NORMAL — What makes a smart city?
The idea — creating a comprehensive technology infrastructure that promotes city efficiency while providing accessible resources and services — can mean something different to a city or town based on its community needs.
"It's not so much about the definition as much as it is about the philosophy," said Vasu Gadhiraju, director of Normal's Innovation and Technology department. "When we talk about smart cities, smart cities means a lot of different things to other communities."
Normal started its smart city journey when it adopted the initiative into its comprehensive plan in 2017. In August 2019, the town brought it Gadhiraju, who has lead the charge in identifying town needs and a reorganization of the Innovation and Technology Department.
Since then, Gadhiraju and her team identified hundreds of needs within the town, including operations efficiencies, data and analytics.
The town, she said, has a "gold mine" of data opportunities that can provide business insights, not only for town officials, but also to the public.
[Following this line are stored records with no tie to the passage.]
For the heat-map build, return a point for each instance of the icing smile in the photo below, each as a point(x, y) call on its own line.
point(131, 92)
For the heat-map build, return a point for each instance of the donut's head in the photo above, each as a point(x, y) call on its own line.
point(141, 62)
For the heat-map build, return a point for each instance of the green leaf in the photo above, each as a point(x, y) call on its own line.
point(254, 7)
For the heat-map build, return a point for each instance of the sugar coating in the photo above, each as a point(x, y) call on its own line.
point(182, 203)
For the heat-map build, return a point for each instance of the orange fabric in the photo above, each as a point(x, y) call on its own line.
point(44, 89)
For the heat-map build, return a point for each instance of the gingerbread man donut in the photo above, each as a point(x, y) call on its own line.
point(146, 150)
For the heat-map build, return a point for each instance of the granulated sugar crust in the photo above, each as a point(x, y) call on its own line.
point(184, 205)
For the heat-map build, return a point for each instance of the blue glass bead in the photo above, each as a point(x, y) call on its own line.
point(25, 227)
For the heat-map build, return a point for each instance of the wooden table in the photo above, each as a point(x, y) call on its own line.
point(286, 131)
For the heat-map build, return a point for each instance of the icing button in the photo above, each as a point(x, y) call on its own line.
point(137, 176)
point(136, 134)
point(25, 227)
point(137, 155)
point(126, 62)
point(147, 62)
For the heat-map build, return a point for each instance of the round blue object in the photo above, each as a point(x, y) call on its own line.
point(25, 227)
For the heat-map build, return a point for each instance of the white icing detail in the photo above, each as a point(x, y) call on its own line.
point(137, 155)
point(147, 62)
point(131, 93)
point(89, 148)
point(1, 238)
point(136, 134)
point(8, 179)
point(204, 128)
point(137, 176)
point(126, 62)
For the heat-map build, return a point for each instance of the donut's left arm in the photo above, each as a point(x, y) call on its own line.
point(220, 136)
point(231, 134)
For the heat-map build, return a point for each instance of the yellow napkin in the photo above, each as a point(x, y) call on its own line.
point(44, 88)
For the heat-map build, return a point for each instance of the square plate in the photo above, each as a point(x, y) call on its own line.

This includes business licenses, permits and more that can be made more accessible.
"We would want to publish as much data as we can to make sure people have access to data and information that they now have to request through the town," said Gadhiraju. "
Data such as Normal's recent tree inventory, which collected information on nearly 12,000 trees within the town, and town's coronavirus response hub were born out of these initiatives, said Normal City Manager Pam Reece.
The smart cities initiative is still in its early stages, but the town has identified some areas for future partnerships with the Bloomington-Innovation Alliance.
The town also identified another area of opportunity as the COVID-19 pandemic emerged.
Normal is working with McLean County Unit 5 schools to address discrepancies in digital access during the pandemic, said Reece. This means collaborating with Unit 5 to provide internet options for students and families as well as ramping up WiFi capabilities in uptown.
Reece said the town was exploring options to potentially create a public WiFi network several years down the line.
"In the meantime, we're trying to come up with a temporary solution to help Unit 5 students and their families to continue with their e-learning," said Reece. "That's the first part of providing a public WiFi network, but the whole public WiFi concept would be part of our smart city journey."